My blower has stopped working on my woodmaster 5500. I have the setpoint at 180 with a 10 degree differential. Temp is currently at 168 and no fan. I tried reseting, power off and on but still nothing. I checked the hi limit and the stove reached 209 at some point, not sure when. I have about 8 vlots at the solenoid valves (one in front, one in rear) but thats as far as Ive gotten so far. At least its warm out. 

Any ideas?


----------



## Butch(OH) (Nov 6, 2008)

I am thinking there is a hi limit cutoff seperate of the ETC unit. If so it has to be manualy reset. The dang manuals used to be on line but not any more. Ill see if I can find my manual around here.


----------



## ktm250rider (Nov 6, 2008)

ANy idea where this cutoff switch would be? Could the solnoids be bad or perhaps a faulty ETC?


----------



## Butch(OH) (Nov 7, 2008)

Sorry, cant find my manual either, for some reason it comes to me that on the 4400 it is at the rear above the pumps. You have to follow the wires with your hand inside the blanket to the reset. All this comes from (feeble) memory


----------



## Butch(OH) (Nov 7, 2008)

*Hey! found it*

Hey found a link to an online manual and there is a safety, called a snap disk. Doesnt say where it is though. Open the link and look at the wwiring drawings.

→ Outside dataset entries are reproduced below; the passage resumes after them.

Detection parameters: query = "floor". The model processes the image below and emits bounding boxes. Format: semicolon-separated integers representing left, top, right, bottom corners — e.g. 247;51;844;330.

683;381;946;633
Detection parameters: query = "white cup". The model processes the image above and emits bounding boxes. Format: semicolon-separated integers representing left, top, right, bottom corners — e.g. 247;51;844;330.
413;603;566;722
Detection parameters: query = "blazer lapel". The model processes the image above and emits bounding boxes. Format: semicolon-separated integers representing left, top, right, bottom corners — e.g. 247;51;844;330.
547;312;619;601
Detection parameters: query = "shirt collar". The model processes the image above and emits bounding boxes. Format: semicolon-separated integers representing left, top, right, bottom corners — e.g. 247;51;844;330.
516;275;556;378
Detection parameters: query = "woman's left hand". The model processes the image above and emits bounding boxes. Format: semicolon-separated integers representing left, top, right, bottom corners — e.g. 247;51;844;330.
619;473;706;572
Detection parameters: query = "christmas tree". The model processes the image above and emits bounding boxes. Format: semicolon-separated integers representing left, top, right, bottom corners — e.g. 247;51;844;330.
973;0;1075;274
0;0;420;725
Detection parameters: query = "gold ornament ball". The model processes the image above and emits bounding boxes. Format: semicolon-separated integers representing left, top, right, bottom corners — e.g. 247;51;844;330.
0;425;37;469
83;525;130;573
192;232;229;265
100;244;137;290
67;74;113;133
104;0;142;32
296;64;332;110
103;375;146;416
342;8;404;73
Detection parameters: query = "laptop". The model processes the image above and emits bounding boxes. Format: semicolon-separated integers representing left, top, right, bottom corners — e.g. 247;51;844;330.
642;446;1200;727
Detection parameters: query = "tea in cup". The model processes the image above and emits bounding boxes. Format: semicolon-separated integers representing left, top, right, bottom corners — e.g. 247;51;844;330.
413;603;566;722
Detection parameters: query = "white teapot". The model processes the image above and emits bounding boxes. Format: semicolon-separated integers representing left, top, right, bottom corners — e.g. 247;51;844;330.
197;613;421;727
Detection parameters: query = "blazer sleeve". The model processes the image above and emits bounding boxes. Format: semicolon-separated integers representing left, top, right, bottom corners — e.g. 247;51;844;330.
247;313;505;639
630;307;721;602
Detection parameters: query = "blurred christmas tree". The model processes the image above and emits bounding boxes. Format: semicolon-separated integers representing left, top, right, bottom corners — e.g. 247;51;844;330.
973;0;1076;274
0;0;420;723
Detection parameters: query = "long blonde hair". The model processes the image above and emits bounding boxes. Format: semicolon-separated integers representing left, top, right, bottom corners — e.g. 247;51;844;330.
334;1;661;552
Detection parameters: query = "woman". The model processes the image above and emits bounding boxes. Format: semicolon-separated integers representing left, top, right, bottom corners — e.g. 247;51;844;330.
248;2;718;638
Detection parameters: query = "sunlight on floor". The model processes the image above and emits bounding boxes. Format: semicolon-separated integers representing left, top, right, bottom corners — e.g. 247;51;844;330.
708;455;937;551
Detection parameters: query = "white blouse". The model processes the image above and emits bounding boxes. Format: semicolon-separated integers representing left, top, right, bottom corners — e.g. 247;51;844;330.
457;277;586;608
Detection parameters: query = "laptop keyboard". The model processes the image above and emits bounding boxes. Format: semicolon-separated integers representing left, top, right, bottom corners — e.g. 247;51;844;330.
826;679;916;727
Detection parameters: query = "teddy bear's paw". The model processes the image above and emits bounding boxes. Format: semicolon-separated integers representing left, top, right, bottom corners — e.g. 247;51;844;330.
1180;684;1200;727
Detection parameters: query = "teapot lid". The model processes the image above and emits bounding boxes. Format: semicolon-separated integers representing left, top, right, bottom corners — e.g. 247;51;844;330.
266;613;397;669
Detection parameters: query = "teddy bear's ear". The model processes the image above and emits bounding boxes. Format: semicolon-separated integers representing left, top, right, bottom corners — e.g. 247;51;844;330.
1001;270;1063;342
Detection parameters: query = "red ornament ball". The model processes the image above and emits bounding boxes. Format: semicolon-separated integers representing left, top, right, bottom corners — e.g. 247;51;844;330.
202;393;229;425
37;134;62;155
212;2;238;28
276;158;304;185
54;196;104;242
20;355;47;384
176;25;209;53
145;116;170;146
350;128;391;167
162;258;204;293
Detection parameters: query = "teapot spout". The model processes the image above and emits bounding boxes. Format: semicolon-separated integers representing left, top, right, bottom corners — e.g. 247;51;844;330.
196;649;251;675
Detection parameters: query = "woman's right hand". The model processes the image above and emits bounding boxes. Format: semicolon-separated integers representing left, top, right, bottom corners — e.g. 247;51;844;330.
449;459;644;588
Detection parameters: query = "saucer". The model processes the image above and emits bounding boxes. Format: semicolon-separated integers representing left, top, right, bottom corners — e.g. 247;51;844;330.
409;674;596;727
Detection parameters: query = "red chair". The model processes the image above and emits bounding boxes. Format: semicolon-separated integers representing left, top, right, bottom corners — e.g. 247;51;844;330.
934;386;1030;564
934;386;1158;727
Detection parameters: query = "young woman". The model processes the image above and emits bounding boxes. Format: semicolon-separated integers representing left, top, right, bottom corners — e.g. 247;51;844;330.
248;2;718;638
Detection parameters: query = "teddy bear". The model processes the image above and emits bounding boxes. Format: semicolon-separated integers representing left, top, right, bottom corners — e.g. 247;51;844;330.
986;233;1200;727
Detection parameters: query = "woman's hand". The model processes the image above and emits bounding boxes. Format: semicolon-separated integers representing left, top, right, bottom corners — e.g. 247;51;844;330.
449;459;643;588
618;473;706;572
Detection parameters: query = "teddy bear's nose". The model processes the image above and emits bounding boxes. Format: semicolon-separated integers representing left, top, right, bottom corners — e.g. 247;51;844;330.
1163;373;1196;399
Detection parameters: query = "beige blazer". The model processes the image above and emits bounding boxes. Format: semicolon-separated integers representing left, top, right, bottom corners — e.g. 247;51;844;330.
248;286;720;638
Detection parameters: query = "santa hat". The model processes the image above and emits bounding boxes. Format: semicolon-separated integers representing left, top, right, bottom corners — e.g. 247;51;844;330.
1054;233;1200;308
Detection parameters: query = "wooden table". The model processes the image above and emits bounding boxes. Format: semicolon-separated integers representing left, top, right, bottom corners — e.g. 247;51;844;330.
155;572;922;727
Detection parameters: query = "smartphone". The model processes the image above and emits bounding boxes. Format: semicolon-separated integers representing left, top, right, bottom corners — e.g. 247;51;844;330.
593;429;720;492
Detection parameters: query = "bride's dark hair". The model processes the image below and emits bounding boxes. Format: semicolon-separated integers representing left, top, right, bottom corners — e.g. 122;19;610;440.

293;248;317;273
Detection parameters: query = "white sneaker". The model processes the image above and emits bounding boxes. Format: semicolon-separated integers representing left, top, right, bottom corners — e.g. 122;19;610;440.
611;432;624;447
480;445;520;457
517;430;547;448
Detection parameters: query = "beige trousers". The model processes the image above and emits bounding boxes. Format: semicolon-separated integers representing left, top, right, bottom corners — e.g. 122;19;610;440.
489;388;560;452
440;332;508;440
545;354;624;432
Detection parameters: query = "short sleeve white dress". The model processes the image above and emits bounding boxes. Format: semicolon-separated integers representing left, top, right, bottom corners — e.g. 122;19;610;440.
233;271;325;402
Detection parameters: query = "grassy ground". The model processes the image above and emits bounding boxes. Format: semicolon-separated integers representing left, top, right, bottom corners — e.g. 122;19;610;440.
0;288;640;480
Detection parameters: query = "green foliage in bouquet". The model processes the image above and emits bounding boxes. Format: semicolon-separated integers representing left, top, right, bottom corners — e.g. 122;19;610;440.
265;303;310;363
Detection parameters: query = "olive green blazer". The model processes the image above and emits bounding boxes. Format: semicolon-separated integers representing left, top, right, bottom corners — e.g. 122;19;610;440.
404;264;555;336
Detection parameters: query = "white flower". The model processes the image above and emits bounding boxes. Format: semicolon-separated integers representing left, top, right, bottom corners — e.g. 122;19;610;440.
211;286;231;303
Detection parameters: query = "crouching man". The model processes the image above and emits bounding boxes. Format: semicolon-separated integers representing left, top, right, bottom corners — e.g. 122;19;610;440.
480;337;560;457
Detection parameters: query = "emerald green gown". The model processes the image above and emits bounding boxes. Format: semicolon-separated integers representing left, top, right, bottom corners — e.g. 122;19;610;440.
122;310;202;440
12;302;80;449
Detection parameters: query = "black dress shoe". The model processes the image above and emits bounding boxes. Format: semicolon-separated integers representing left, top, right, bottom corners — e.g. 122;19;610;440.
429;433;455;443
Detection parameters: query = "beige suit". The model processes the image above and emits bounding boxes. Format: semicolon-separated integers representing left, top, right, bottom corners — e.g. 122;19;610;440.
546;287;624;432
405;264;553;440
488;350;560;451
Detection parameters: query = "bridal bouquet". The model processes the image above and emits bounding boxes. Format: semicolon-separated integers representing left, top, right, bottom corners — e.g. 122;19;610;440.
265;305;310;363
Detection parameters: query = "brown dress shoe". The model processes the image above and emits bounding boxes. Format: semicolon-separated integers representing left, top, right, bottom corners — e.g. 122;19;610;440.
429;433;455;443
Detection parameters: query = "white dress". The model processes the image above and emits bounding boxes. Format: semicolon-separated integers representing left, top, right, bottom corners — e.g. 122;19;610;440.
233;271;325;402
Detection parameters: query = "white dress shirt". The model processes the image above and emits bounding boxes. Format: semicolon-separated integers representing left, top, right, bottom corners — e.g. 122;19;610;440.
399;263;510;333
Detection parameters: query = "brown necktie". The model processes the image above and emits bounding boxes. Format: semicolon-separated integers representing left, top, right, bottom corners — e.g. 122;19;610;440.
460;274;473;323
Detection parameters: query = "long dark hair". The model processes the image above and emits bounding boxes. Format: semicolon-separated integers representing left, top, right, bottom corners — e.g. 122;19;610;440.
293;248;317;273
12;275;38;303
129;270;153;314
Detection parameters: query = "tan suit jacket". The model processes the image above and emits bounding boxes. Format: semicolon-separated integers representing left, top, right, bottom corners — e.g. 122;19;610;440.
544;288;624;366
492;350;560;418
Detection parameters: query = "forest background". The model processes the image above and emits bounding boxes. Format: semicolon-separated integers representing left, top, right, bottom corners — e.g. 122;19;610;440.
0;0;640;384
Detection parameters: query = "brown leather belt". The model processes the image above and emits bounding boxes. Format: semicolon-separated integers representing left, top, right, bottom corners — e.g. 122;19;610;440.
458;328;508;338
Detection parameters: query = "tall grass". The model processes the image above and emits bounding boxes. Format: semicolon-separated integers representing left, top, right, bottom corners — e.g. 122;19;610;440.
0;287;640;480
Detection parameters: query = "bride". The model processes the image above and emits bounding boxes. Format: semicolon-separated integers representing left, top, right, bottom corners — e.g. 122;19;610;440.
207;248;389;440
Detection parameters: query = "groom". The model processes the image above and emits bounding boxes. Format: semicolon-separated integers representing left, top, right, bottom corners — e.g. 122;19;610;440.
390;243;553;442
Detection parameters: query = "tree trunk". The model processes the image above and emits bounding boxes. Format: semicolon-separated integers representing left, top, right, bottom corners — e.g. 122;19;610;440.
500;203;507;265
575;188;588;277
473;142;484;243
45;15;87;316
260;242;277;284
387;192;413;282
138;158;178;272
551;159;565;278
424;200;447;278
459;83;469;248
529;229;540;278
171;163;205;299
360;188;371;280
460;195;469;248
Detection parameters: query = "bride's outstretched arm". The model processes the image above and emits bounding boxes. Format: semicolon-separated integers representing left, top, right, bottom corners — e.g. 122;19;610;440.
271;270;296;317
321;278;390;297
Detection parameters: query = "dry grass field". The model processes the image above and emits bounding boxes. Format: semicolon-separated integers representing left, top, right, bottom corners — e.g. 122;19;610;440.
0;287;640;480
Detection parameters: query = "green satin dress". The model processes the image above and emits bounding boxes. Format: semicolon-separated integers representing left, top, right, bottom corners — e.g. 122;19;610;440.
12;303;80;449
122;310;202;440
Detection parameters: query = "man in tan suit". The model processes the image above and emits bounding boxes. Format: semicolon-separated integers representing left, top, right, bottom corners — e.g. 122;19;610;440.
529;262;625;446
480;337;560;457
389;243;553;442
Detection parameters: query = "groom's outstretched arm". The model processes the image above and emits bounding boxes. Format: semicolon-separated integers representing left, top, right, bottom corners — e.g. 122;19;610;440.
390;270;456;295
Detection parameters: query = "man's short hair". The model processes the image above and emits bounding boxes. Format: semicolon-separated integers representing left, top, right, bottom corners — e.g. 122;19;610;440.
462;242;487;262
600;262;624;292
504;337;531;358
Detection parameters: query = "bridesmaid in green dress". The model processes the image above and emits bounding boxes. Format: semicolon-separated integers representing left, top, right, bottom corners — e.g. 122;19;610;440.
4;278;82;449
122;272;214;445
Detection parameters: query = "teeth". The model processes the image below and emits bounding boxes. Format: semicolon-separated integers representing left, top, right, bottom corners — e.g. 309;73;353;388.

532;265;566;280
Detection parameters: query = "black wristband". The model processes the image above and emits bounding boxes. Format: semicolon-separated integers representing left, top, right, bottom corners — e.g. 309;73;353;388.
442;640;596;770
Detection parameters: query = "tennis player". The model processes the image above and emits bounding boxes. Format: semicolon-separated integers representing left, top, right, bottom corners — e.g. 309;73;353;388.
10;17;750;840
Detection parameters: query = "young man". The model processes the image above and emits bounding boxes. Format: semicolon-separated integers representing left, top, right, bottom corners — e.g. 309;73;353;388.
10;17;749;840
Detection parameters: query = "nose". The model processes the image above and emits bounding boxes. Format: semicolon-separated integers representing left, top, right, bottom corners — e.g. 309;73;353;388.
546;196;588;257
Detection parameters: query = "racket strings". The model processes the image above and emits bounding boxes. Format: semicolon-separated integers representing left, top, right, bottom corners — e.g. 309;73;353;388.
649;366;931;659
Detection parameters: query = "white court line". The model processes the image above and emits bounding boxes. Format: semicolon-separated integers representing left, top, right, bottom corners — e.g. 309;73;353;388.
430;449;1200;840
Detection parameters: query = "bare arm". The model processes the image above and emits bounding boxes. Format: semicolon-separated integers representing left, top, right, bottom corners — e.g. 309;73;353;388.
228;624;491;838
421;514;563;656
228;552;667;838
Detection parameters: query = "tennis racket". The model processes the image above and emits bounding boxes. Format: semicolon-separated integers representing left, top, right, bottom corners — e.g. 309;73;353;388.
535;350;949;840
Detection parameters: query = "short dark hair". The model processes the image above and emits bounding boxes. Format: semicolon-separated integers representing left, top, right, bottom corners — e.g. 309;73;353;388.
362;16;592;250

http://www.ctwoodfurnace.com/Pictures/furnaces/Owners_Manual.pdf


----------



## Sawmill (Nov 7, 2008)

When my 4400 was delivered the dealer marked all the lines and there is a safety switch towards the top of the tank located halfway between the two top water lines.


----------



## ktm250rider (Nov 7, 2008)

Talked to the dealer this morning and he mentioned the same thing. Thanks guys. I just got home from a 3 hour drive that took 4 hours. Why do people have to slow down for accidents?
Gonna check the snap disk tomorrow. Dealer said it could be bypassed if thats the problem.


----------



## jcappe (Nov 7, 2008)

On start up of my 4400 the fan wouldn't kick on. There is a reset button on the back side of the ETC panel so we took that off and nothing. Checked the snap disc deal on the back of the water jacket and there was a wire not hooked up, hooked the wire up and it took off. Sounds like the exact problem you have. Good luck.


----------



## abohac (Nov 7, 2008)

I've had one motor go bad on me in the last 7 years. Sure it isn't just a bad motor?


----------



## ktm250rider (Nov 9, 2008)

Well, I never got around to fixing it. Looked out the window this morning and saw smoke shooting out the chimney. Opened the window and could hear the blower running. Guess that offsets the crappy day at the races I had today.


----------